Confirm and approve any private endpoints, both in the subscription, and within the managed AML workspace.

Manually create the datastores in AML and run the test notebooks.

Compute

Create the AML compute and other resources by changing the appropriate flags:

Note

Follow the documentation steps to enable AKS VNET integration, if not yet done so.

mlw_instance_create_flag = true
mlw_aks_create_flag      = true
mlw_mssql_create_flag    = true

Container Registry

Extra configuration is required when using an Container Registry with private endpoints.

After creating the compute node, follow the documentation to enable docker builds in AML:

az ml workspace update --name myworkspace --resource-group myresourcegroup --image-build-compute mycomputecluster

IAM

This project has two roles which require different set of permissions:

User Activities
azureadmin Administration of all related Azure resources.
datascientist Development in the AML workspace.

Firewall

To demonstrate protection against data exfiltration, this exercise implements Azure Firewall. The requirements for this design are documented in this Configure inbound and outbound network traffic article.

Important

Additional steps for hardening the data exfiltration protection are available in the Azure Machine Learning data exfiltration prevention documentation.

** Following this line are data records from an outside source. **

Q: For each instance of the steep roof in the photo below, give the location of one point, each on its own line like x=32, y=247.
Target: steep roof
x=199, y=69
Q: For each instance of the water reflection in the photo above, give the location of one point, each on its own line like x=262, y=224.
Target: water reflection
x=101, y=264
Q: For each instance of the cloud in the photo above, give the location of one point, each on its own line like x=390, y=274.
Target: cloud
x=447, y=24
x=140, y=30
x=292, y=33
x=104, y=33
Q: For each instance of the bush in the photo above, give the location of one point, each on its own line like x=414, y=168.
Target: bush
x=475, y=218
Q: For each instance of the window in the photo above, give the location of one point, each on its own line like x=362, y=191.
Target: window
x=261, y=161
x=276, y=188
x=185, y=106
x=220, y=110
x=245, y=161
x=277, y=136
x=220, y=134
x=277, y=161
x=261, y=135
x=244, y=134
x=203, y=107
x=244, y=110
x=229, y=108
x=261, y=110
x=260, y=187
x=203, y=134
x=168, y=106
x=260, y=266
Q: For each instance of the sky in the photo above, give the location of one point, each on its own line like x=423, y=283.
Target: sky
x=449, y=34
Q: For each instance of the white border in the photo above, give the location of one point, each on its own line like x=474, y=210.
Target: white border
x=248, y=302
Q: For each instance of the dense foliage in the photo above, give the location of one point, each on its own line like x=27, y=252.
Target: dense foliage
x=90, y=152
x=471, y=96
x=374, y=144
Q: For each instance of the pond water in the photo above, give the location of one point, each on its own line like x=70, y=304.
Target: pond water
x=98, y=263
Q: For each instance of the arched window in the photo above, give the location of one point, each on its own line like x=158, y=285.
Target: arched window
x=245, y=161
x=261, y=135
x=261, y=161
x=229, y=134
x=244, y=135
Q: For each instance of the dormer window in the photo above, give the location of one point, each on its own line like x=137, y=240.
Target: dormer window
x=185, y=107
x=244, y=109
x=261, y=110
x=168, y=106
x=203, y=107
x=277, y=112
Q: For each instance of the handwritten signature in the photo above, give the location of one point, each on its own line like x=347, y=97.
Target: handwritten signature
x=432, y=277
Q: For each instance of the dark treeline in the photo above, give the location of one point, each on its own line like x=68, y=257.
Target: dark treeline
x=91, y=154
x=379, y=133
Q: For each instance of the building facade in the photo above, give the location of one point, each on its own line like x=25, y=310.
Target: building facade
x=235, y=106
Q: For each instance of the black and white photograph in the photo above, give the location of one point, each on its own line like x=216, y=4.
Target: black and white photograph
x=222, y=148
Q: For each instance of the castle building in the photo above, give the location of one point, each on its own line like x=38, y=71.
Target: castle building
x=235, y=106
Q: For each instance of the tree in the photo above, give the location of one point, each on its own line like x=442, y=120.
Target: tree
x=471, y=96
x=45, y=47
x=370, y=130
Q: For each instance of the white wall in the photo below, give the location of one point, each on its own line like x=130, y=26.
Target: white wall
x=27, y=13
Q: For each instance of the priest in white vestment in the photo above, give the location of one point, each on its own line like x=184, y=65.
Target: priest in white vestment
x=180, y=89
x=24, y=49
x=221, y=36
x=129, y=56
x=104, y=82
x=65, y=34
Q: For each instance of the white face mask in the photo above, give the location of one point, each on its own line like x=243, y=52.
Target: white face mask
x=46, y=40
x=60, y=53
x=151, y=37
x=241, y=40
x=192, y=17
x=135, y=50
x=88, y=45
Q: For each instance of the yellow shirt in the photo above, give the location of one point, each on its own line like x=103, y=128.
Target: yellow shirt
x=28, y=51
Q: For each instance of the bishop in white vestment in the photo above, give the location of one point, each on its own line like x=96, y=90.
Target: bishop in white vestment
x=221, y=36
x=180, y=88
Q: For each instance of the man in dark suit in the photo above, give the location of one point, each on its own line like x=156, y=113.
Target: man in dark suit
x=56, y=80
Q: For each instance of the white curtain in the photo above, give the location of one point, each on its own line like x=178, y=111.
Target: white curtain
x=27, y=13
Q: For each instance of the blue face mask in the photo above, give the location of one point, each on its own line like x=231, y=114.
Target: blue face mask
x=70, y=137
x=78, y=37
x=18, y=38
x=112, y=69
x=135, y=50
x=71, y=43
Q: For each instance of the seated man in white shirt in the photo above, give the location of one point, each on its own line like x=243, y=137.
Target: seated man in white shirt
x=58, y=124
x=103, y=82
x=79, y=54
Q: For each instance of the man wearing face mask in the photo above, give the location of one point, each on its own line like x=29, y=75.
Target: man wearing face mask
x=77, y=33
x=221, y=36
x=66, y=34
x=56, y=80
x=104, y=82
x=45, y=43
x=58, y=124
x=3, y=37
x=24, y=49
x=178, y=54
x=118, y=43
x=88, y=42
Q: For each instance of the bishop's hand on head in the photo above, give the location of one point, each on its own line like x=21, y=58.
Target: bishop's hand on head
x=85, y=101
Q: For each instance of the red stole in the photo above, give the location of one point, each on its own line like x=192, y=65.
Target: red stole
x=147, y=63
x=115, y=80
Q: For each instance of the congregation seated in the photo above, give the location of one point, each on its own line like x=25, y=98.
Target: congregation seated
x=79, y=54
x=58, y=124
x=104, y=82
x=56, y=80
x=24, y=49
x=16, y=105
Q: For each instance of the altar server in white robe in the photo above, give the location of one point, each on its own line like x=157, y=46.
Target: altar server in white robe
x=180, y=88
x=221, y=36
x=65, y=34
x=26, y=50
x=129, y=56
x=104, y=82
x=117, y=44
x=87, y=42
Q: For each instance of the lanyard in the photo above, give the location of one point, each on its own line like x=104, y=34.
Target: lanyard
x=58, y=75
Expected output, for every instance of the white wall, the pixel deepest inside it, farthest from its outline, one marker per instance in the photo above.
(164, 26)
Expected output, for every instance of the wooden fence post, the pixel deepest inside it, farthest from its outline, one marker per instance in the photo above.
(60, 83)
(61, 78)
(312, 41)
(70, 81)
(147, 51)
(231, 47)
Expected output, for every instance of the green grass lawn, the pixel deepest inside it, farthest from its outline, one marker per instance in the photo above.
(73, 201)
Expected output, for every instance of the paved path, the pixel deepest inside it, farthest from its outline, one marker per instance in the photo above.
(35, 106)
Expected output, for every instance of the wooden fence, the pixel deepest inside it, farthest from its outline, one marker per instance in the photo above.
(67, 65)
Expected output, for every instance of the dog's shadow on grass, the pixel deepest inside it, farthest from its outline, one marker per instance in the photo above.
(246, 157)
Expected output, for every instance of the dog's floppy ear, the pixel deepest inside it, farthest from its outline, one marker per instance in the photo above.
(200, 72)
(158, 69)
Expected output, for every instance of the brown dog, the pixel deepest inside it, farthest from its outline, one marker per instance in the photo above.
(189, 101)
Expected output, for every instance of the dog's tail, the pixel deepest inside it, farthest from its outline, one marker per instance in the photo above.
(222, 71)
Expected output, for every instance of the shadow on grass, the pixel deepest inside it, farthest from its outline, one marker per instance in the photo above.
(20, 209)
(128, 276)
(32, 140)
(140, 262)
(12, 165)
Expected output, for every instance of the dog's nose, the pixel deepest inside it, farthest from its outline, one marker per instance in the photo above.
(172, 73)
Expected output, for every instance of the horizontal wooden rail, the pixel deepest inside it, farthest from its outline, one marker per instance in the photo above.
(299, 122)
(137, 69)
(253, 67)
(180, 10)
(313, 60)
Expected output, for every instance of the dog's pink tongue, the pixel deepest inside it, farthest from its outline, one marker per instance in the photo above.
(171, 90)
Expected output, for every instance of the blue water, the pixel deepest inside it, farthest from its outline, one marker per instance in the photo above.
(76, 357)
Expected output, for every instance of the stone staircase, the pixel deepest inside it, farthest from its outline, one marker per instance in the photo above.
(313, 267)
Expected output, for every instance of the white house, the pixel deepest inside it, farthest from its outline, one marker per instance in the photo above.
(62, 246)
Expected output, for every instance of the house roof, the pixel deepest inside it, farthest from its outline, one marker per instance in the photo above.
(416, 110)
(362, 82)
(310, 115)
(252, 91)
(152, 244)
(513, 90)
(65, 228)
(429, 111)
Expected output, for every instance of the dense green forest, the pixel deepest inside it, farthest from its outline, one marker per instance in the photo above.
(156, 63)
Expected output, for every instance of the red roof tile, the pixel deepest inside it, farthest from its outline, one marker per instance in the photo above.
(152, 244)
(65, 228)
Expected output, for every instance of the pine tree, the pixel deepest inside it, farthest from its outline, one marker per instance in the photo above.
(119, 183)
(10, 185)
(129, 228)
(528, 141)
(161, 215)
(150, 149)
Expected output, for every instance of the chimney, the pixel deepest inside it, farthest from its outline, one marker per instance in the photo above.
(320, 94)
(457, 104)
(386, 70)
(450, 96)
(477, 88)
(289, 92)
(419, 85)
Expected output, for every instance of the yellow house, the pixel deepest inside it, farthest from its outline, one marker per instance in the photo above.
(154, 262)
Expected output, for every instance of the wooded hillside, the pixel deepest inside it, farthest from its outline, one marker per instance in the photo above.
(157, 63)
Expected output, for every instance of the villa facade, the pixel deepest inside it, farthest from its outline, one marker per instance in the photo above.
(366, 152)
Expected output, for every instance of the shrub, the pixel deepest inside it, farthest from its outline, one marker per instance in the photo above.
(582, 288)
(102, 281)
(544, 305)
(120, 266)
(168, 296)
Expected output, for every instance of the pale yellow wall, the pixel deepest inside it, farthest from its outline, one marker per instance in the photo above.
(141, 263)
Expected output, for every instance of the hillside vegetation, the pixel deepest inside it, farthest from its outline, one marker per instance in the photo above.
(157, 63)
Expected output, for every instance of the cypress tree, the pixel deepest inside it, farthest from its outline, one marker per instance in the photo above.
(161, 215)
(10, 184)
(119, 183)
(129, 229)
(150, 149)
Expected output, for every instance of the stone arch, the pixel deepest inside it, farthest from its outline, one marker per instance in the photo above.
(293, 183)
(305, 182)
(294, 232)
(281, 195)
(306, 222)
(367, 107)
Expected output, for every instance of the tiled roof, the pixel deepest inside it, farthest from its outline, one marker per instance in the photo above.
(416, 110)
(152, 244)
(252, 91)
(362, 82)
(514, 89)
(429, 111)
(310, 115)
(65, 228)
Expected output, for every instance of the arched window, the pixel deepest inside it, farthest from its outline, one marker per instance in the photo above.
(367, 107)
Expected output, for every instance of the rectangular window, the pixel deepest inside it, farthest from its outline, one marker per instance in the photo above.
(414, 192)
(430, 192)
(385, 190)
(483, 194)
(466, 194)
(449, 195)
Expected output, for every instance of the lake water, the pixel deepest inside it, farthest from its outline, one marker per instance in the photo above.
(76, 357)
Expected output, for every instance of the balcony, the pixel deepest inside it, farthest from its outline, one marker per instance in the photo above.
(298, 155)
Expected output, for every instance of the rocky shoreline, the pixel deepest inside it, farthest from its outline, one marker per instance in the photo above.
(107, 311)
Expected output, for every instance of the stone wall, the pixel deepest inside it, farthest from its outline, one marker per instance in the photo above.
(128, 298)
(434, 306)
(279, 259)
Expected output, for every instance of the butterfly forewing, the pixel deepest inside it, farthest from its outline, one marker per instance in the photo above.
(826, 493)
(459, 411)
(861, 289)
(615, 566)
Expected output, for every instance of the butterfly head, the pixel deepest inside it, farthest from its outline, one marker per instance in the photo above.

Set the flag to enable the Azure Firewall resources and apply the infrastructure:

firewall_create_flag = true

This will create the firewall, policies, rules, routes, and other resources.

Tip

It's also possible to get a list of hosts and ports, following this guideline.

Forward Proxy

Caution

It was not possible to configure a forward proxy on instance creation (with a creation script) when deploying to an isolated Virtual Network. It seems that the provisioning procedure is overriding the proxy configuration from the startup script. The only official architecture supported by Microsoft with network isolation seems to be using a Firewall for egress.

Enable Proxy

Set the proxy flag to true:

vm_proxy_create_flag = true

Configure the compute instance with sample file custom/instance-proxy-init.sh.

Proxy connection will be configured on init following the proxy documentation.

Squid

Connect to the proxy VM server:

ssh -i keys/ssh_key azureuser@<public-ip>

Squid will already be installed via cloud-init. If you need to make changes, check the official docs.

Configuration can be set in file /etc/squid/squid.conf.

Set some hostname parameters:

visible_hostname squid.private.litware.com
hostname_aliases squid.private.litware.com

Change the http_access setting to allow all connections:

# http_access deny !Safe_ports
http_access allow all

Restart the service:

sudo systemctl restart squid.service

Testing with default configuration:

curl -x "http://squid.private.litware.com:3128" "https://example.com/"

NGINX

Note

From this thread, running NGINX full proxy with HTTPS will required additional configuration steps.

Connect to the proxy server:

ssh -i keys/ssh_key azureuser@<public-ip>

I've used this article as reference to setup the forward proxy server on NGINX.

  1. Comment the default server config within /etc/nginx/sites-enabled/default.
  2. Create the [nginx/forward][nginx/forward] config file.
  3. Restart NGINX (systemctl restart nginx.service).

The forward proxy service should be available at port 8888.

curl -x "http://127.0.0.1:8888" "https://example.com/"

Clean-up

Delete the resources and avoid unplanned costs:

terraform destroy -auto-approve